Oil prices soared on Tuesday after the US Energy Information Administration reported US crude stocks fell significantly last week and the jittery market remains concerned about uncertain Libyan exports and a production disruption in the Canadian oil sands.  Syncrude photo.

Oil prices up as US crude stocks drop by nearly 10 million barrels

US oil prices hit levels not seen since late November, 2014 after the US Energy Information Administration reported US crude stocks had fallen by 10 million barrels last week, compounding market jitters over uncertain Libyan production, a shutdown in the Alberta oil sands and the looming US sanctions on Iran.
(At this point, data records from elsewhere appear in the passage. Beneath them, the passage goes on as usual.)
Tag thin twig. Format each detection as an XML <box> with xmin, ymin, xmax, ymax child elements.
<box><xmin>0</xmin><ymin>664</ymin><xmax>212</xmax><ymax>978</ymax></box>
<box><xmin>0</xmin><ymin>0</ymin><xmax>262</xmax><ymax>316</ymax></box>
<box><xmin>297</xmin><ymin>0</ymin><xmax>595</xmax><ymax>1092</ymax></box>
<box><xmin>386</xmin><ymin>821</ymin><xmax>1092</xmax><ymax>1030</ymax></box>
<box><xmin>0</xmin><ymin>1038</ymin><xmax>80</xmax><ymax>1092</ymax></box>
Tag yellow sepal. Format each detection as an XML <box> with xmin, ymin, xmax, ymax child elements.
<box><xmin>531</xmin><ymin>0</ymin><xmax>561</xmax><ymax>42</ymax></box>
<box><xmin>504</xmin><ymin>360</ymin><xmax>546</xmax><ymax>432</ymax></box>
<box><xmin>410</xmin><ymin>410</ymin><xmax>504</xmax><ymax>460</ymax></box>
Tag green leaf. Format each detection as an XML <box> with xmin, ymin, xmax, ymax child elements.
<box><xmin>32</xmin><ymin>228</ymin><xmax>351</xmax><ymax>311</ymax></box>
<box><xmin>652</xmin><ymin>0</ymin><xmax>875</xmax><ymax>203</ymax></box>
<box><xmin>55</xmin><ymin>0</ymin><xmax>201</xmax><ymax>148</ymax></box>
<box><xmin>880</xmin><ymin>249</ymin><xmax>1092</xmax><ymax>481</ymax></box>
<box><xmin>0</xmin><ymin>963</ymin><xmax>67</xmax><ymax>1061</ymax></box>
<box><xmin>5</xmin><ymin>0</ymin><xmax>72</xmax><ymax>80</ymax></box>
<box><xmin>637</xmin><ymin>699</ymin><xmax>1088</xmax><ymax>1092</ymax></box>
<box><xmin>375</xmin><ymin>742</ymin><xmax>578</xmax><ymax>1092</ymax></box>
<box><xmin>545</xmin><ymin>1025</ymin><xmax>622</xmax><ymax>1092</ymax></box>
By 3:51 p.m., EDT, benchmark Brent futures rose 96 cents to $77.210/barrel and US crude futures $1.78 to $72.31/barrel.  During the session, US WTI futures hit a session high of $72.92/barrel, the highest since November 28, 2014.  Brent crude reached $78.10/barrel during trading.

The Canadian Crude Index climbed 78 cents to $47.69/barrel.

Oil inventories at the Cushing, Oklahoma, delivery hub for crude futures, dropped by 2.7 million barrels last week and gasoline and distillate inventories rose less than anticipated, according to the EIA.

Referring to the drop in stocks, Bob Yawger, director of energy futures at Mizuho said “Cushing is a whopper”.

According to Reuters, the EIA data reflects only one day of the Syncrude shutdown in the Alberta oil sands, which feeds into Cushing-bound pipelines.

“Next week, you’re going to have a Cushing storage number that includes seven days of the Syncude outage. The math there would imply would imply that you’d get an even bigger draw than this week,” Yawger said.

Last week, production at Syncrude was shut down due to a power outage.  The 350,000 barrel per day (b/d) oil sands plant is expected to be offline at least through July.

Analysts say that since the Syncrude shutdown, supplies of heavy crude across North America have been drained and have contributed to a major draw in US crude inventories.

As well as idle production at Syncrude, the market is watching an escalation of tensions in Africa and the Middle East which could result in a disruption to supplies.

Libya is in the midst of a power struggle between the internationally recognized government and rebels.  This has made it unclear who handle’s the country’s crude exports.

As well, with the Trump administration’s sanctions on Iran imminent, the future of Iranian crude exports is hazy as the US has told all countries to halt imports of oil from Iran beginning in November.

Even though there is widespread global opposition to the Trump stance on Iran, analysts expect there will be a significant decline in Iran’s crude exports, possibly in excess of 1 million b/d.

In May, Iran’s crude output hit 3.8 million b/d, according to a Reuters survey.

The unilateral US sanctions against Iran will likely have a “high level of efficiency”, according to Goldman Sachs.

However, risk consultancy firm Eurasia Group said it is “very unlikely” that the US will succeed in cutting Iranian oil sales as quickly as it had hoped.

But, Eurasia Group added “We are increasing our estimate of oil likely to come off the market by November to about 700,000 /d — another bullish factor for prices.”

In response to concerns over falling crude supplies, last week, OPEC announced it will boost its production.  A Reuters’ source says Saudi Arabia says it can ramp up its output to a record high 11 million b/d in July, up from 10.8 million b/d in June.